Russia Must Comply With Cease-fire
On October 9, Russian troops began to withdraw from areas adjacent to the southern borders of Georgia's break-away provinces of Abkhazia and South Ossetia. While this withdrawal was stipulated as part of the cease-fire agreement of September 8th, Russia's failure to withdraw their forces back to the position they held prior to the beginning of hostilities on August 7th 2008 means that Russia has not complied with their obligations.

As internally displaced persons and international observers flooded into the areas adjacent to South Ossetia and Abkhazia, it became clear that Russia had not fully complied with the requirements of the August 12th cease-fire agreement. In fact, the Russians had occupied, and in some cases re-inforced their positions in certain previously Georgian-administered areas. One such area is the town of Akhalgori.

Akhalgori sits in a valley on South Ossetia's periphery, some forty kilometers from the Georgian capital of Tbilisi. Its citizens are Georgian and the valley had been under Georgian government control since Georgian independence from the Soviet Union. On August 17th, five days after the cease-fire, Russian troops and South Ossetian separatists seized the town and its valley.

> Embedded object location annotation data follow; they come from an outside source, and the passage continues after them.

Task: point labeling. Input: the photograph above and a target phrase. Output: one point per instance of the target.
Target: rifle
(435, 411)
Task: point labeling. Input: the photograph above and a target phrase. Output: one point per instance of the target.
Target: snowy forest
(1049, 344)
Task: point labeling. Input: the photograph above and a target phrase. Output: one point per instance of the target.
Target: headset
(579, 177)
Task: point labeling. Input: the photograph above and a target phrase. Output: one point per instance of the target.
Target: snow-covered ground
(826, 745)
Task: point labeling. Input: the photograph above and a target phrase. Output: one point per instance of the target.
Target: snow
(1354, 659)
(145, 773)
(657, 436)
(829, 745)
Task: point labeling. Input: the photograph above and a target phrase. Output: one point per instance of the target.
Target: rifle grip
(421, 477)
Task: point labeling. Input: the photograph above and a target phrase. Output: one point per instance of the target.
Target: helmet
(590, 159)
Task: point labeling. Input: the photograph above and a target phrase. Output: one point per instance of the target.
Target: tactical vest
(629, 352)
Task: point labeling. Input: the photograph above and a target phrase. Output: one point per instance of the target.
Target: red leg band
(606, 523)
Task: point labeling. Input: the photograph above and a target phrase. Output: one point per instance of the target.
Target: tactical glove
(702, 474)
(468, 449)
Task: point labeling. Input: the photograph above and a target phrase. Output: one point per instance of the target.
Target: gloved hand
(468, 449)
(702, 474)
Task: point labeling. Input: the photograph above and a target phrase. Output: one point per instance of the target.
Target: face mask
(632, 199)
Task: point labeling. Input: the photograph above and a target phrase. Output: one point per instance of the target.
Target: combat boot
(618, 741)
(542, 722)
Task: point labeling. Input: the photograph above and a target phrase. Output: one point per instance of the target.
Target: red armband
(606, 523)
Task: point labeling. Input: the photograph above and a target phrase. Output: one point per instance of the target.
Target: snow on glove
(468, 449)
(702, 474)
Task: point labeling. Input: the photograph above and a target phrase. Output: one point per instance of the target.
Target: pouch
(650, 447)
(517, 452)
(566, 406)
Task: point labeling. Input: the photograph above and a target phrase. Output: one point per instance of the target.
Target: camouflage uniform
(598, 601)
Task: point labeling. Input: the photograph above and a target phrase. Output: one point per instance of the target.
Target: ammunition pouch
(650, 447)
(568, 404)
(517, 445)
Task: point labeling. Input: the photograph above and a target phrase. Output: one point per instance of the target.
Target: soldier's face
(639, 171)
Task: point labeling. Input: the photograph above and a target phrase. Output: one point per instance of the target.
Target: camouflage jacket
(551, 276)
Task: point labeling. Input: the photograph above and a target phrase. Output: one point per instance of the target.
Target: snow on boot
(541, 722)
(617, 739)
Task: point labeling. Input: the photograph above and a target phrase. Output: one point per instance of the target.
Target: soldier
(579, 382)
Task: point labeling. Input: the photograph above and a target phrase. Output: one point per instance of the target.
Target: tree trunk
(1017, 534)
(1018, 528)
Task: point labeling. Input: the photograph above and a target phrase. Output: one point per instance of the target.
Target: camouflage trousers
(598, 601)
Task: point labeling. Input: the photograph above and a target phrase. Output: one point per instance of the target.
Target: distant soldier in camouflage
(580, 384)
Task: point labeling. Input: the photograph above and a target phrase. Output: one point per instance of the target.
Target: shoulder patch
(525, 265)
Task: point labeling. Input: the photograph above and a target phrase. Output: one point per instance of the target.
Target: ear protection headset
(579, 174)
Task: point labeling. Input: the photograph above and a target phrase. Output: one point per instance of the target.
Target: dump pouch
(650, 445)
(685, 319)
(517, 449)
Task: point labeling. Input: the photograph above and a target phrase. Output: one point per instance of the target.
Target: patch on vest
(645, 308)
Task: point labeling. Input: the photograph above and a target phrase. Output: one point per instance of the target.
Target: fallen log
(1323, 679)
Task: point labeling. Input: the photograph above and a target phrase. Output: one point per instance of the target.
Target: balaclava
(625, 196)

The Russian military is preventing international monitors and humanitarian assistance organizations from entering the area. The same is true for the Georgian village of Perevi, located outside the South Ossetian regional administrative boundary, and a number of villages in the upper Kodori Gorge in eastern Abkhazia.

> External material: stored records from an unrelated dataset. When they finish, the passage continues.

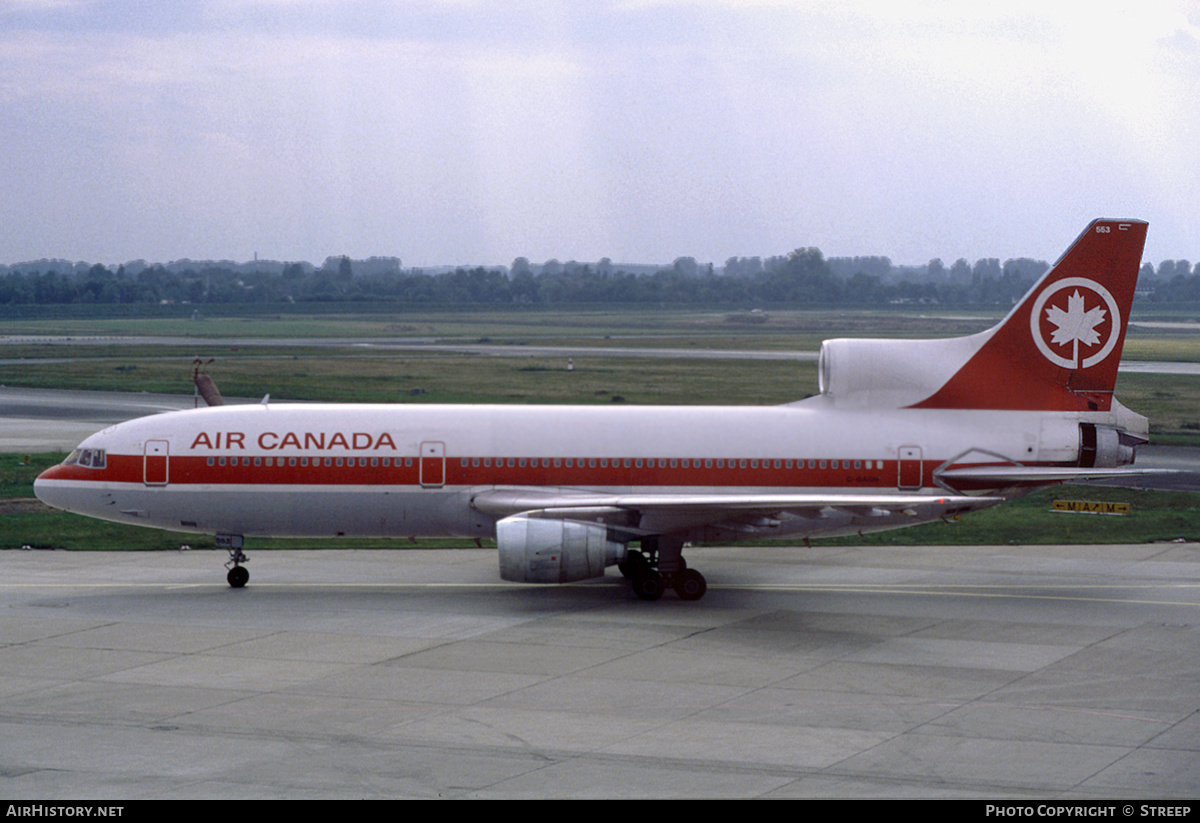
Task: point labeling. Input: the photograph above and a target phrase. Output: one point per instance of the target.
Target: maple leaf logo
(1075, 325)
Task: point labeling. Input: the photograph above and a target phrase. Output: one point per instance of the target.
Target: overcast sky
(463, 131)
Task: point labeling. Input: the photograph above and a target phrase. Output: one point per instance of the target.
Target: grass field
(349, 373)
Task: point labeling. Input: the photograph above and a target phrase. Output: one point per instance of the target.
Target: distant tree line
(803, 277)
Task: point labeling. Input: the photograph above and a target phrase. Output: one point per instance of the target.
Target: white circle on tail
(1075, 318)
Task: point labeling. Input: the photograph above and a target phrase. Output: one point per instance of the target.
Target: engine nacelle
(553, 551)
(888, 373)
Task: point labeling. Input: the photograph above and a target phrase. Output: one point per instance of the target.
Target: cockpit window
(91, 458)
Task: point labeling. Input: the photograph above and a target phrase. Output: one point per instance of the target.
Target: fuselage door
(155, 463)
(433, 464)
(909, 470)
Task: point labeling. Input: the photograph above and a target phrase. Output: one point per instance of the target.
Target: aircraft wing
(640, 514)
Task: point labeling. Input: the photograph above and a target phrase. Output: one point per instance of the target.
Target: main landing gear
(238, 574)
(660, 566)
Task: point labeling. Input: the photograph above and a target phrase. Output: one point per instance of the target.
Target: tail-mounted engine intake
(553, 551)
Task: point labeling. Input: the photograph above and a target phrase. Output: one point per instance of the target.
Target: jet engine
(553, 551)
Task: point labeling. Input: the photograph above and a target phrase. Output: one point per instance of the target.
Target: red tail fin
(1060, 348)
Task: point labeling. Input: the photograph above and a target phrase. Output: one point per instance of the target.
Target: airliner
(903, 432)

U.S. Assistant Secretary of State Daniel Fried said at a press briefing in Geneva that the situation on the ground is not stable, and that the occupation of Akhalgori is a potential flash-point.

Assistant Secretary Fried added that the only Russian forces that should remain in South Ossetia and Abkhazia are those that had been deployed prior to the conflict. Russia, he said, is not yet in full compliance with the cease-fire.